You’ve seen her on Ghost Hunters… now listen to her on Thorne & Cross: Haunted Nights LIVE! Join us this week where we talk about all things ghosts with author and paranormal expert, Sylvia Shults. I love this lady…
Just click the link on Thursday at 9 pm Eastern, 6 Pacific: http://www.blogtalkradio.com/authorsontheairbookstoo/2015/01/16/sylvia-shults-joins-thorne-cross-haunted-nights-live
Sylvia Shults has been a paranormal investigator for several years. She began her career as a ghost hunter
as a result of doing the research for her nonfiction book Ghosts of the Illinois River (Quixote Press, 2010). Her
fascination with ghosts dates back to her childhood, as she is an avid reader who was raised on Grimm’s Fairy
Tales.
A few years ago, Shults was inspired to write a collection of people’s supernatural experiences at the Peoria
State Hospital in Bartonville, Illinois. This project quickly swelled into Fractured Spirits: Hauntings at the
Peoria State Hospital. The book incorporates the history of the asylum as well as the many ghost stories that have
arisen out of the asylum’s abandonment. In an effort to separate fact from fiction, Shults thoroughly explores the
true history of the hospital.
“It’s fascinating,” she says. “The Peoria State Hospital was a place of great advances in mental health
care. Was there agony there? I don’t doubt it. Mental illness is an agonizing thing. So is alcoholism. So is TB.
But that’s not nearly the whole story of this remarkable institution. There was also incredible tenderness and caring.
Dr. George Zeller was responsible for unprecedented reforms in the field of mental health care. I feel incredibly
fortunate to have been able to write a book that not only tells some really unnerving ghost tales, but also the
true stories of Dr. Zeller and his dedicated staff.”

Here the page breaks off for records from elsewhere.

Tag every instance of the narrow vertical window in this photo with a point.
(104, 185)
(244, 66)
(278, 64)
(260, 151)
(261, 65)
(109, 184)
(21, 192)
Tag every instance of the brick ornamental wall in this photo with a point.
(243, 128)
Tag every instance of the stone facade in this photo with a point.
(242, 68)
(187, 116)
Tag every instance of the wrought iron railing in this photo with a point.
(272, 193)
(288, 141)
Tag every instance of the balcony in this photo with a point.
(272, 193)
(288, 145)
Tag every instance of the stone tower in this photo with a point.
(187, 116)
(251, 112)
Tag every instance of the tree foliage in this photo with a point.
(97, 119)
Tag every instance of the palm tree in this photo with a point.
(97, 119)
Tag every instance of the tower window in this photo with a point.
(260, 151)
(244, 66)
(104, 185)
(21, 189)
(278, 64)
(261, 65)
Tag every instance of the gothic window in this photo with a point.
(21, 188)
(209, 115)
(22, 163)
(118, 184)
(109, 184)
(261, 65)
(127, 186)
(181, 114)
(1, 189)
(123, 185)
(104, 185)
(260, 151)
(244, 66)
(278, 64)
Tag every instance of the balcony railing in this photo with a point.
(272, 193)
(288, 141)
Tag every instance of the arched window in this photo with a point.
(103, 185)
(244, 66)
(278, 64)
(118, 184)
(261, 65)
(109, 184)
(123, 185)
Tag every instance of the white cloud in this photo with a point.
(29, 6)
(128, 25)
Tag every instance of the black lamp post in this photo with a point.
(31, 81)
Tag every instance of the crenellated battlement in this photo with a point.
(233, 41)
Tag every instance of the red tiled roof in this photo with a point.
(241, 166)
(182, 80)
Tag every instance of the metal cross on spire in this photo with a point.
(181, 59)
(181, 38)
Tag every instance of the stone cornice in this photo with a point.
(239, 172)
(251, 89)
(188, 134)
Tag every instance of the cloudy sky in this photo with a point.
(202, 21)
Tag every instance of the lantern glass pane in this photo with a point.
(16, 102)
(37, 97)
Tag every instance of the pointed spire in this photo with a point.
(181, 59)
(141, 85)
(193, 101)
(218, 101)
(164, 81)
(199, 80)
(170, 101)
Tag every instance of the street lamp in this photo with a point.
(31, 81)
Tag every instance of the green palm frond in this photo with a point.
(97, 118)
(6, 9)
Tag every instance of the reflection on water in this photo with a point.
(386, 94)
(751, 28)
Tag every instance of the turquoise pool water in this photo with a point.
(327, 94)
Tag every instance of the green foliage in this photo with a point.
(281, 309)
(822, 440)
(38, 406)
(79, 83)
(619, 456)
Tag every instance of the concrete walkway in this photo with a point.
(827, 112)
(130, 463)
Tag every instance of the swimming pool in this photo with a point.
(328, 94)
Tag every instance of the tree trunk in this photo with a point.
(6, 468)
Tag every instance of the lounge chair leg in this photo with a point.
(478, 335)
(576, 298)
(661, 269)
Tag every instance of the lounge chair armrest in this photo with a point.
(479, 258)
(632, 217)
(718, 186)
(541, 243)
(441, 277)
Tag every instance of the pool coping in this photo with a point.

Fractured Spirits: Hauntings at the Peoria State Hospital is a result of years of research. Shults spoke to
dozens of people who have had paranormal experiences at the abandoned asylum. She has also done many investigations
of her own. The book, and Shults’ research, was featured on an episode of Ghost Hunters (“Prescription
for Fear”, which aired January 30, 2013).
Shults lives in Illinois with her husband. She works at the Fondulac District Library, mostly in order to
feed her book addiction. She also serves as the Publicity Director for Dark Continents Publishing. In addition to
nonfiction, she also writes romance and horror. She is the first to admit that there is a fine line between the two.